Arechi e il suo palazzo
Arechi II nel 787 riceve nel Palazzo gli ambasciatori di Carlo Magno, re dei Franchi, rivendicando l’autonomia del suo dominio si Salerno, Benevento e il Sud d’Italia.
Nel 787 gli ambasciatori di Carlo Magno, che ha appena sconfitto il Re longobardo Desiderio, giungono a Salerno per chiedere ad Arechi II sottomissione al futuro imperatore del Sacro Romano Impero. Arechi e Carlo sono cognati: hanno sposato due sorelle figlie di Deisderio, Adelperga vive a Salerno con il marito, e Ermengarda (come la chiamerà Manzoni nella sua tragedia Adelchi, ma in realtà non si conosce il suo nome), che è stata ripudiata dal marito, che ha poi invaso il Regno d’Italia e messo fine al dominio longobardo nella pianura Padana.
Arechi è principe di Benevento, ma ha spostato la sua residenza a Salerno e qui ha costruito un grande palazzo, dove riceve, con l’atteggiamento di un sovrano, gli ambasciatori.
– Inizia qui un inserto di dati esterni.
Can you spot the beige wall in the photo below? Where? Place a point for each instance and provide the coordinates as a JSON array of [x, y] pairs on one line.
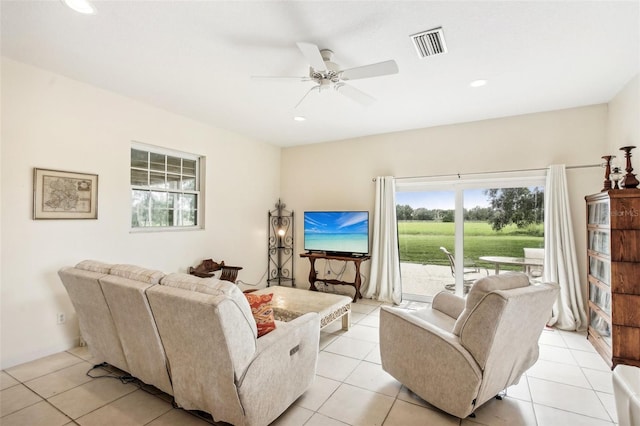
[[49, 121], [335, 176], [624, 123]]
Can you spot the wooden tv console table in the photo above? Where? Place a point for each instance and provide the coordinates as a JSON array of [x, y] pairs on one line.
[[313, 275]]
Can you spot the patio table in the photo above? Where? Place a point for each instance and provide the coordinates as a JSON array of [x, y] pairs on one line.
[[507, 260]]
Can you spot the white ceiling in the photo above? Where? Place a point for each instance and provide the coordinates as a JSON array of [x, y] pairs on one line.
[[196, 58]]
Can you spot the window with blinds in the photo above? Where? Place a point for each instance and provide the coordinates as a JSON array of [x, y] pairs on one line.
[[165, 188]]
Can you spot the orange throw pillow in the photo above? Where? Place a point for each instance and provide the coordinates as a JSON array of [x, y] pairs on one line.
[[262, 312]]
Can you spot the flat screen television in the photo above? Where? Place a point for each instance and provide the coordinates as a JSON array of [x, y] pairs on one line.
[[337, 232]]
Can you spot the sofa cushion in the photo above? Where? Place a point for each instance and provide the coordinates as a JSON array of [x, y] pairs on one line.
[[94, 266], [202, 285], [262, 312], [215, 287], [137, 273], [484, 286]]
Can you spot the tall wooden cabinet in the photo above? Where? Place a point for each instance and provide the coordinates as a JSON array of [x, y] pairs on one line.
[[613, 251]]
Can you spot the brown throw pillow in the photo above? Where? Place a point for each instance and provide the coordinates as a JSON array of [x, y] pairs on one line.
[[262, 312]]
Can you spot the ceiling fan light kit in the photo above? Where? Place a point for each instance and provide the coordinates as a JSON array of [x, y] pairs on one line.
[[81, 6], [329, 76]]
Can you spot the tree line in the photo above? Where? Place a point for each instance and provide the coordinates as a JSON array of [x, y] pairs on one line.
[[518, 206]]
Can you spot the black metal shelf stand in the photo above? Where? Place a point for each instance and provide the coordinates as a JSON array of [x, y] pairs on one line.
[[281, 239]]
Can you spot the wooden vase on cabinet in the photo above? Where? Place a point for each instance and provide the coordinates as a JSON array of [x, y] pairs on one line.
[[613, 263]]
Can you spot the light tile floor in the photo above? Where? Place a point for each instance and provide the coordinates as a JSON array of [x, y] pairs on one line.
[[569, 385]]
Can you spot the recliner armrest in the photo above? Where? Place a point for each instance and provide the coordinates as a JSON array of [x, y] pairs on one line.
[[448, 304], [284, 365]]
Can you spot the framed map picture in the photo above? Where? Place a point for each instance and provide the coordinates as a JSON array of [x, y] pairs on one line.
[[64, 195]]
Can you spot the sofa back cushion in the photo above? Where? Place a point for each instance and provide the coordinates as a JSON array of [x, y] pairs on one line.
[[95, 266], [96, 322], [136, 325], [220, 343], [137, 273], [216, 287], [484, 286]]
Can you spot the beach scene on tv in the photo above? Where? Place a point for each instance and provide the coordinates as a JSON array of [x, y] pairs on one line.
[[337, 232]]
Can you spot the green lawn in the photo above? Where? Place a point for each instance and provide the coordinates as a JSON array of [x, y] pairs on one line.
[[420, 241]]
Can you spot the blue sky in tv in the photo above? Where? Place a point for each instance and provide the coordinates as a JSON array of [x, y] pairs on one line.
[[346, 232]]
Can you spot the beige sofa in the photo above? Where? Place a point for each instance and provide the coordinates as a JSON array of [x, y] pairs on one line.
[[193, 338], [460, 353]]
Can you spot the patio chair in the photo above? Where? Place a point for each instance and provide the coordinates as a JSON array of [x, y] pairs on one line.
[[534, 272], [469, 267]]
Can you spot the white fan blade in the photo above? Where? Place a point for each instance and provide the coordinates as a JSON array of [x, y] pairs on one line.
[[354, 94], [312, 53], [280, 78], [306, 94], [372, 70]]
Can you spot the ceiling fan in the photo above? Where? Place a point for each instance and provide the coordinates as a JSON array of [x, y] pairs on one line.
[[328, 76]]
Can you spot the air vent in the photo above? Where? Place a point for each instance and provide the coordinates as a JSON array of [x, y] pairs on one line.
[[429, 43]]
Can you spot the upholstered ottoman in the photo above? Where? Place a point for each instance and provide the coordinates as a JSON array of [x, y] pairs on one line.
[[289, 303]]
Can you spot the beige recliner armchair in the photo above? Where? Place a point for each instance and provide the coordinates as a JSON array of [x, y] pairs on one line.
[[460, 353]]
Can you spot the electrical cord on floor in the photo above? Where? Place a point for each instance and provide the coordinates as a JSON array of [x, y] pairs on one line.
[[124, 378]]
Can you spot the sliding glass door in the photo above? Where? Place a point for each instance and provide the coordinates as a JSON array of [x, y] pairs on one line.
[[445, 229]]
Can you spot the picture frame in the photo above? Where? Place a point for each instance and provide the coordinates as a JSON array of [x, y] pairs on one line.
[[64, 195]]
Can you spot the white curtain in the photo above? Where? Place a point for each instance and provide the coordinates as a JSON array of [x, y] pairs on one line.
[[384, 283], [560, 261]]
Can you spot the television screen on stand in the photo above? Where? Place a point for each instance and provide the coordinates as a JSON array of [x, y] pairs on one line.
[[337, 232]]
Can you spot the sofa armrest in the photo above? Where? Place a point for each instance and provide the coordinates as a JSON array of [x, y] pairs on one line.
[[282, 369], [414, 352], [448, 304]]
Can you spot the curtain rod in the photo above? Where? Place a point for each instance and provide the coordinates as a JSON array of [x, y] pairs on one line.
[[459, 175]]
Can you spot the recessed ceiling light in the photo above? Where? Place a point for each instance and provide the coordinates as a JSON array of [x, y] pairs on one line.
[[478, 83], [81, 6]]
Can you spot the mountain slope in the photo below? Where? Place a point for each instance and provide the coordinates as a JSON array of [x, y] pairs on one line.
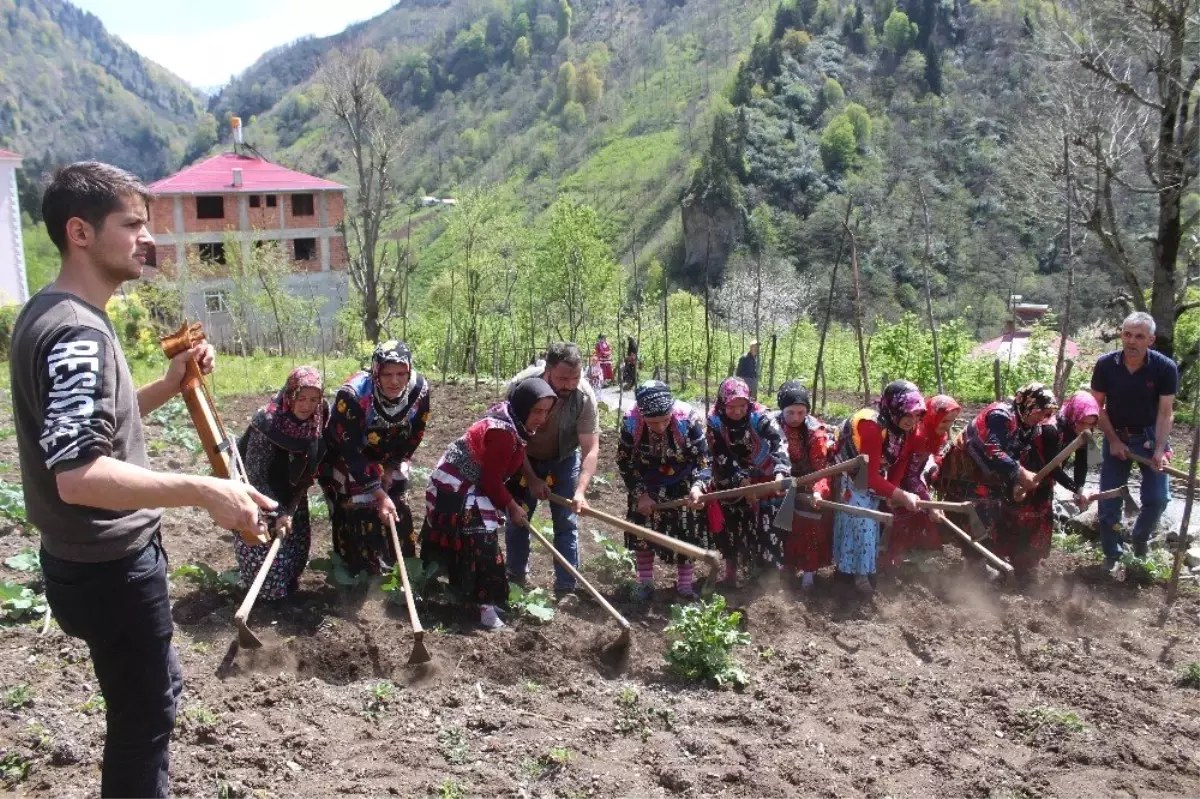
[[408, 24], [70, 90]]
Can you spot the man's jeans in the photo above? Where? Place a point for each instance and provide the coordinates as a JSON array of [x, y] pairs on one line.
[[1114, 474], [121, 611], [565, 473]]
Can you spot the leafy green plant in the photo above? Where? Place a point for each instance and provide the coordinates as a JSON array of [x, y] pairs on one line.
[[454, 746], [18, 697], [451, 790], [25, 560], [94, 704], [12, 503], [615, 562], [1048, 721], [1189, 676], [702, 637], [202, 715], [1155, 568], [337, 574], [17, 602], [207, 577], [636, 718], [534, 604], [420, 578], [379, 696], [13, 768]]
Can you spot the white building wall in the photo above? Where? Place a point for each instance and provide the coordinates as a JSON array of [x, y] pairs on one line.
[[13, 287]]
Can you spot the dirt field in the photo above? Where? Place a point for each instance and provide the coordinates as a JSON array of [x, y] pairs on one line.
[[941, 686]]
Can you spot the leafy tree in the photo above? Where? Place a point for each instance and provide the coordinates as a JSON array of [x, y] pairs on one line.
[[832, 94], [899, 34], [588, 85], [862, 122], [574, 116], [564, 19], [521, 53], [839, 145], [564, 90], [576, 271]]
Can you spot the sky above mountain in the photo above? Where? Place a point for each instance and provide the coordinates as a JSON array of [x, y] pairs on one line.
[[207, 42]]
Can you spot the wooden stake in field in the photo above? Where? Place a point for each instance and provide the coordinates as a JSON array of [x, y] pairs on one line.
[[1060, 374], [929, 292], [833, 284], [1182, 547], [858, 314]]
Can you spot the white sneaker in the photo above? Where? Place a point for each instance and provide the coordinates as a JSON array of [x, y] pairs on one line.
[[489, 618]]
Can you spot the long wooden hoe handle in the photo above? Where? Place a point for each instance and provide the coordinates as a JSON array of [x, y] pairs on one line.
[[418, 630], [1003, 565], [675, 545], [1055, 462], [567, 564]]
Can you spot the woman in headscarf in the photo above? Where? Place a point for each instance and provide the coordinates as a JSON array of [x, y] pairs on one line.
[[1029, 524], [663, 455], [810, 448], [377, 422], [984, 463], [281, 450], [918, 530], [880, 433], [604, 354], [747, 446], [467, 494]]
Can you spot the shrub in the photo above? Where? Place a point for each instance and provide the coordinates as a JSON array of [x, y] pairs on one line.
[[702, 638]]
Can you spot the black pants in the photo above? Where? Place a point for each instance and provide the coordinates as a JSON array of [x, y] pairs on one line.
[[121, 611]]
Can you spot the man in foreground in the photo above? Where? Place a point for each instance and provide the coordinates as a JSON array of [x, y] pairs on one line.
[[84, 470], [1135, 389], [561, 458]]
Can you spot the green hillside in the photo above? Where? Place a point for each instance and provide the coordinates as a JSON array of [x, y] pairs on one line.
[[70, 90]]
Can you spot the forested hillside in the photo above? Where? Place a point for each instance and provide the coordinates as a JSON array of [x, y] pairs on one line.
[[70, 90]]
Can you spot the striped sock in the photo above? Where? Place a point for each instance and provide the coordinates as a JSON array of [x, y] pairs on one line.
[[683, 578], [645, 566]]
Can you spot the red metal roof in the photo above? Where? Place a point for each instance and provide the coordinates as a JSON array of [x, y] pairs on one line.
[[215, 176]]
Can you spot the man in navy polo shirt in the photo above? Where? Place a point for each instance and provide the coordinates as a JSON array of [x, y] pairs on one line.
[[1135, 388]]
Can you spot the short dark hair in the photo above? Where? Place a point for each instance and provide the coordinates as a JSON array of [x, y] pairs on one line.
[[563, 352], [88, 190]]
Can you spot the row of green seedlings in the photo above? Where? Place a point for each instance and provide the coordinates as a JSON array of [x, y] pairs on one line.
[[22, 602]]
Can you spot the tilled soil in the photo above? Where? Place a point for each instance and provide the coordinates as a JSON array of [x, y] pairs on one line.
[[941, 686]]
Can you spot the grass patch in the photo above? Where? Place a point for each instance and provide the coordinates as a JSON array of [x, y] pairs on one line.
[[18, 696], [379, 696], [454, 746], [702, 637], [1043, 722], [94, 704], [450, 790], [1189, 676], [202, 715]]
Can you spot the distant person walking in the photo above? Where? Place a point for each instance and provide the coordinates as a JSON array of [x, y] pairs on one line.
[[1135, 389], [748, 370]]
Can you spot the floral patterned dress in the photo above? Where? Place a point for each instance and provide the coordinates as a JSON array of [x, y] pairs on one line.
[[810, 448], [367, 451], [281, 455], [665, 467], [754, 451], [463, 504]]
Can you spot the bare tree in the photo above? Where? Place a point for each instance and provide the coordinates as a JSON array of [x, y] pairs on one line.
[[372, 139], [1122, 80]]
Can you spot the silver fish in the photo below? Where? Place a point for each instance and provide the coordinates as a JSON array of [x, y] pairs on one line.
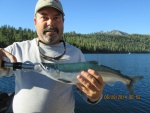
[[67, 73]]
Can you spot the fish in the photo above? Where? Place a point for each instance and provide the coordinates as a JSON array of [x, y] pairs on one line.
[[68, 72]]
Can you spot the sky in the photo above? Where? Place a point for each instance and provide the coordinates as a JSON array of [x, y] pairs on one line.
[[84, 16]]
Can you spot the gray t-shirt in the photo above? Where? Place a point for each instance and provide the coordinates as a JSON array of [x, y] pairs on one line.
[[36, 92]]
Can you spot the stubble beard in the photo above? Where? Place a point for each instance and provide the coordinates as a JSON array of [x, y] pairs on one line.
[[51, 39]]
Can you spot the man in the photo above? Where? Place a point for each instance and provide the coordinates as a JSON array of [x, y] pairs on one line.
[[35, 92]]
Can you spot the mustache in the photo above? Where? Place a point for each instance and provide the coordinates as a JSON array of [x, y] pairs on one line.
[[50, 28]]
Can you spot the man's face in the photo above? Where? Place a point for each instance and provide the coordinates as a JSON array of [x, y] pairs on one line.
[[49, 24]]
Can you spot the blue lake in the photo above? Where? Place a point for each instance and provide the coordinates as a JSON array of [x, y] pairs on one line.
[[116, 99]]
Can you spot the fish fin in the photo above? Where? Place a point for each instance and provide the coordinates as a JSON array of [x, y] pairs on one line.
[[93, 62], [134, 80], [64, 81], [110, 83]]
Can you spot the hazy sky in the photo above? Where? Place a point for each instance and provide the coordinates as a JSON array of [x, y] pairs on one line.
[[84, 16]]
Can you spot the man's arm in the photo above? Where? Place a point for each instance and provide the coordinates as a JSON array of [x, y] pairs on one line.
[[91, 83]]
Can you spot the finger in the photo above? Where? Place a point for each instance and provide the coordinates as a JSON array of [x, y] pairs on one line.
[[86, 83], [8, 55], [82, 88]]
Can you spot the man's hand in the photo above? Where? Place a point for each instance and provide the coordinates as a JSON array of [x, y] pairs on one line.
[[91, 83], [4, 53]]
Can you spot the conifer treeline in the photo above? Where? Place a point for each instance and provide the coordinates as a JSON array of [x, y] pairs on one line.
[[88, 43]]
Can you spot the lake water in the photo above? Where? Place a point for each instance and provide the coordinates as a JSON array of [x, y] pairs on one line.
[[116, 99]]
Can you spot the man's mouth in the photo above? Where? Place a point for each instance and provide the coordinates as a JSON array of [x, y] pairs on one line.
[[50, 29]]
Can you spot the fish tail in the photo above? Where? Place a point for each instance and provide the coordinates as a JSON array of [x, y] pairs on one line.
[[134, 80]]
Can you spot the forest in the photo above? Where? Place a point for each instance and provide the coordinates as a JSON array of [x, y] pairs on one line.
[[98, 42]]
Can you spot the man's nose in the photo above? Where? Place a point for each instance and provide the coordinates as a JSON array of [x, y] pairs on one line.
[[50, 22]]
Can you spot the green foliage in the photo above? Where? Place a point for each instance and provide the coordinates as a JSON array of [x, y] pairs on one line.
[[88, 43], [9, 34]]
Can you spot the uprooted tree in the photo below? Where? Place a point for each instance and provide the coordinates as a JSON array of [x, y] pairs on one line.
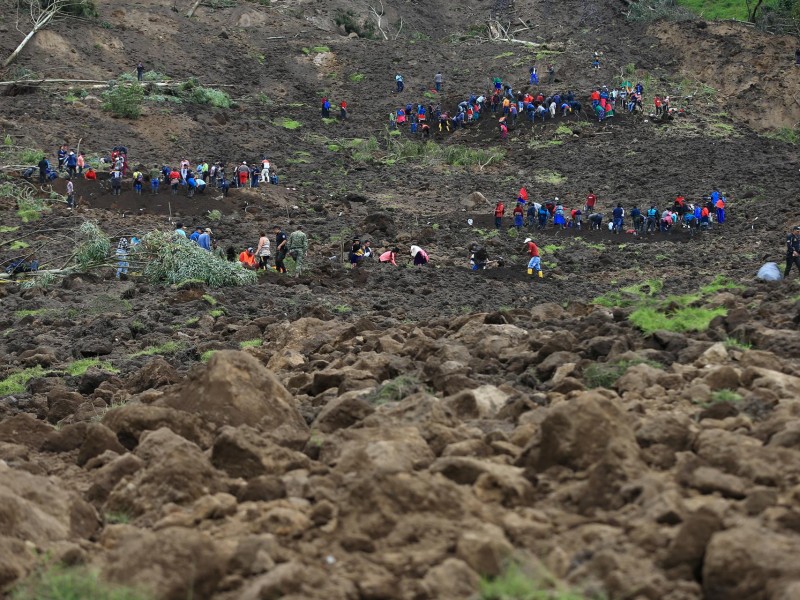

Il Palazzo occupa un’ampia area che arriva al mare: è un edificio grande e decorato, una vera reggia. Nella Cappella Palatina, dedicata ai santi Pietro e Paolo, Arechi attende gli ambasciatori seduto in trono, nella piena maestà di un sovrano. Il messaggio che vuol dare ai suoi visitatori è chiaro: ogni accordo sarà tra pari, riconoscendo a Carlo un predominio, ma conservando piena autorità e autonomia. Arechi, assiso su un trono d’oro e ricco dei segni e dei simboli della regalità, non rinuncia al suo potere.
Così sarà, la Langobardia Minor, l’area a sud di Roma, sarà autonoma da Carlo Magno e poi dal suo impero, conserverà autonomia e parità. È un atto che avrà conseguenze sulla storia futura durature: il Mezzogiorno d’Italia prende una sua dimensione che lo separa dal resto d’Italia, e lo rende autonomo. Con il suo gesto di dignità e di parità, Arechi mette le basi di un processo che durerà mille anni; in quel giorno del 787, si costituisce il fondamento di un’autonomia che segnerà la storia futura.